- Other names: Amamma, Mamma
- Major cult center: Taḫurpa [de], Zalpa

= Ammamma =

Hittite goddess

Ammamma (also Amamma or Mamma) was the name of multiple Hattian and Hittite goddesses worshiped in central and northern Anatolia in the Bronze Age. The best attested Ammamma served as the tutelary goddess of Taḫurpa near Hattusa, and appears in multiple treaties between Hittite kings and foreign rulers.

==Name and character==
Attested forms of Ammamma's name in cuneiform include ^{d}am-ma-am-ma, ^{d}am-ma-ma, ^{d}ma-am-ma and logographic ^{d}DÌM.NUN.ME. The name of the deity Kammamma is likely etymologically related and can be translated from Hattic as "high Mamma". The personal name Mamma and the cultic term ^{sal}ammama- might be related to this name too. Volkert Haas argued that Mamma is the base form and that it can be translated as "mother". However, according to Ingeborg Hoffmann a connection between this goddess and motherhood cannot be established.

According to Piotr Taracha, the theonym Ammamma and its variants might have originated as a Hattic term referring to an entire category of goddesses associated with individual locations in the proximity of Hattusa and in the north of the Hittite Empire. For instance, in a ritual dealing with the deities of Zalpa, three separate Ammmammas said to reside in the Black Sea are mentioned at once. He proposes the individual Ammammas were similar to the various goddesses designated by the epithet Kataḫḫa, "queen". Both groups according to him can be considered a class of nature deities, though ultimately their role is not clear. Volkert Haas instead described Ammamma as a "divine grandmother", and interpreted her as a deity associated with the earth comparable to Ḫannaḫanna, Ḫuḫḫa (a "divine grandfather") and the primeval deities inhabiting the underworld.
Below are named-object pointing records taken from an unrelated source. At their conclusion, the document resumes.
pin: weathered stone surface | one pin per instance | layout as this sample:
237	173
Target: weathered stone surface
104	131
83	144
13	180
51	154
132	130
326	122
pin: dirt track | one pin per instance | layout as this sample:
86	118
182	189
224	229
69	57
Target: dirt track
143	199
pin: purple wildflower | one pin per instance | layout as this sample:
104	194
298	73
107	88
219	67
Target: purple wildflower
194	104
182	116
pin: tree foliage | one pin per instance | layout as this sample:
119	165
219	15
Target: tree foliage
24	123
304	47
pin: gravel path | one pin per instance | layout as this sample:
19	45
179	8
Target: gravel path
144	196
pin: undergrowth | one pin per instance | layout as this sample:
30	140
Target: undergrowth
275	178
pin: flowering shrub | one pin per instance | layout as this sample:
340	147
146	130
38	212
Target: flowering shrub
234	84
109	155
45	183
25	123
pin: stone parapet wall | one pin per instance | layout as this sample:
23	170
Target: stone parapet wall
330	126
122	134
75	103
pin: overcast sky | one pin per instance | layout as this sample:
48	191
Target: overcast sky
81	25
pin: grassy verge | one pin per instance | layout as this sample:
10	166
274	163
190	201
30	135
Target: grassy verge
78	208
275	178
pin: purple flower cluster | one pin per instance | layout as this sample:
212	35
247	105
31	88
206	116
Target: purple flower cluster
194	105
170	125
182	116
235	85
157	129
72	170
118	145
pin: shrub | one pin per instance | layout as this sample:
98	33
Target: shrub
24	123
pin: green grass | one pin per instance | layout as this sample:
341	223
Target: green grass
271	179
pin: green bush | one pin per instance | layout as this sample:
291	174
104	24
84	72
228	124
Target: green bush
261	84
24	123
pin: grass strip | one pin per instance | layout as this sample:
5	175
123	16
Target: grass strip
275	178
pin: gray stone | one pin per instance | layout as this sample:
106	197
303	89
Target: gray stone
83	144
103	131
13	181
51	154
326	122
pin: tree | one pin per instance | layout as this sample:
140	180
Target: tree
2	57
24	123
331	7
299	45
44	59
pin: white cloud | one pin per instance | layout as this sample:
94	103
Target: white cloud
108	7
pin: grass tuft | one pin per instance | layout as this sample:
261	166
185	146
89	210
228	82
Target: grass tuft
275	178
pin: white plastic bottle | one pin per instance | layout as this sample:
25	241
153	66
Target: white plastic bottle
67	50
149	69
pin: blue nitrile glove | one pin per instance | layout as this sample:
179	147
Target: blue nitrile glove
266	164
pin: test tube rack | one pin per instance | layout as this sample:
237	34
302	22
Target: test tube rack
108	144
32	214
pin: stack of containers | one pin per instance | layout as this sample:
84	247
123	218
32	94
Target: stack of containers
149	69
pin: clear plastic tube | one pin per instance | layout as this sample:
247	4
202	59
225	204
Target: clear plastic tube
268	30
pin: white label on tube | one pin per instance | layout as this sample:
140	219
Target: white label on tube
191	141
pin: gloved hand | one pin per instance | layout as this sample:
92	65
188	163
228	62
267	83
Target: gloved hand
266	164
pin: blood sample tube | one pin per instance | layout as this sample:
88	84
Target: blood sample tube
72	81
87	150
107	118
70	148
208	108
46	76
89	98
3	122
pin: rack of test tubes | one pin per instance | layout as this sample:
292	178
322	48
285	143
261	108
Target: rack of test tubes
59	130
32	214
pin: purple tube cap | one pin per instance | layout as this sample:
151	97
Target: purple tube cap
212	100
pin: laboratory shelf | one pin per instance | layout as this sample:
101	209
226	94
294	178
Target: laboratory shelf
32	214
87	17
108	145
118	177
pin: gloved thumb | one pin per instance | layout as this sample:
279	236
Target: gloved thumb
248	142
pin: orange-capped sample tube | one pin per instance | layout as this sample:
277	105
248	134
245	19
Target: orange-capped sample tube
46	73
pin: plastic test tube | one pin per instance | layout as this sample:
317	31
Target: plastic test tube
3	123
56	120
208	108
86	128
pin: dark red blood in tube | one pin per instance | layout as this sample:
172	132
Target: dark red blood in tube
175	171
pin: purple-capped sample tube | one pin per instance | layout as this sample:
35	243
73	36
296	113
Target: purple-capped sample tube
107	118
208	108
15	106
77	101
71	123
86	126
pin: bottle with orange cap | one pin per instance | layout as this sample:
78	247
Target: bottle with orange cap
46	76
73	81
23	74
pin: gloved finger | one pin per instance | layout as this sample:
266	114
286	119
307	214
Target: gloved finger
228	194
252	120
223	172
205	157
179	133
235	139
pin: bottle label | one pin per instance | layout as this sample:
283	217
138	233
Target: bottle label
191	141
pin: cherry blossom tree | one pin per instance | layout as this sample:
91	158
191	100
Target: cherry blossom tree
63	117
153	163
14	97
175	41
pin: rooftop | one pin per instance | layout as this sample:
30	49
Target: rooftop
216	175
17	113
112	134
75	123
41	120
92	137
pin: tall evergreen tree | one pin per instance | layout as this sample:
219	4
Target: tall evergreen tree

He also suggested she might have had a negative demonic aspect.

==Worship==
Ammamma was particularly closely associated with the city of Taḫurpa, according to textual sources located in the immediate proximity of Hattusa. Priestesses associated with this settlement referred to as ammama might have been involved in her cult, though they are also attested in association with rites performed in Arinna. As the tutelary goddess of Taḫurpa Ammamma appears in standardized lists of deities invoked as witnesses in Hittite treaties alongside a number of other city goddesses (Abara of Šamuḫa, Ḫantitaššu of Ḫurma, the divine "queens" of Ankuwa and Katapa, Ḫallara of Dunna, Ḫuwaššanna of Ḫubešna, Tapišuwa of Išḫupitta, Kuniyawanni of Landa and NIN.ŠEN.ŠEN of Kinza). Examples include Šuppiluliuma I's treaties with Huqqana of Hayasa, Šattiwaza of Mitanni, and Tette of Nuḫašše, between Muršili II and Duppi-Teššup of Amurru, Niqmepa of Ugarit, and Manapa-Tarhunta of the Seha River Land, between Muwatalli II and Alaksandu of Wilusa, and between Ḫattušili III and Ulmi-Teshub of Tarḫuntašša.

There is also evidence that a goddess or goddesses referred to with the name or epithet Ammamma were worshiped elsewhere across central and northern Anatolia, in cities such as Ḫanḫana, Kašḫa and Zalpa. A temple dedicated to her existed in the last of these three locations, and it is presumed the well attested priestesses referred to with the sumerogram ^{MUNUS.MEŠ}AMA.DINGIR^{LIM} (literally "mother of the deity") were involved in her cult. A poorly preserved ritual text dealing with a festival celebrated in Zalpa, KUB 59.17 + Bo 3990, might recollect a mythological narrative about the local Ammamma and her three daughters, all bearing the same name. Ammamma is also attested in a single ritual text as the head of the pantheon of an unknown city, alongside a local weather god and a group of deities of mostly Luwian origin (Tiwaz, Kamrušepa, a tutelary ^{d}LAMMA deity, Ala, Telipinu, Maliya, the earth and the Sun goddess of the Earth).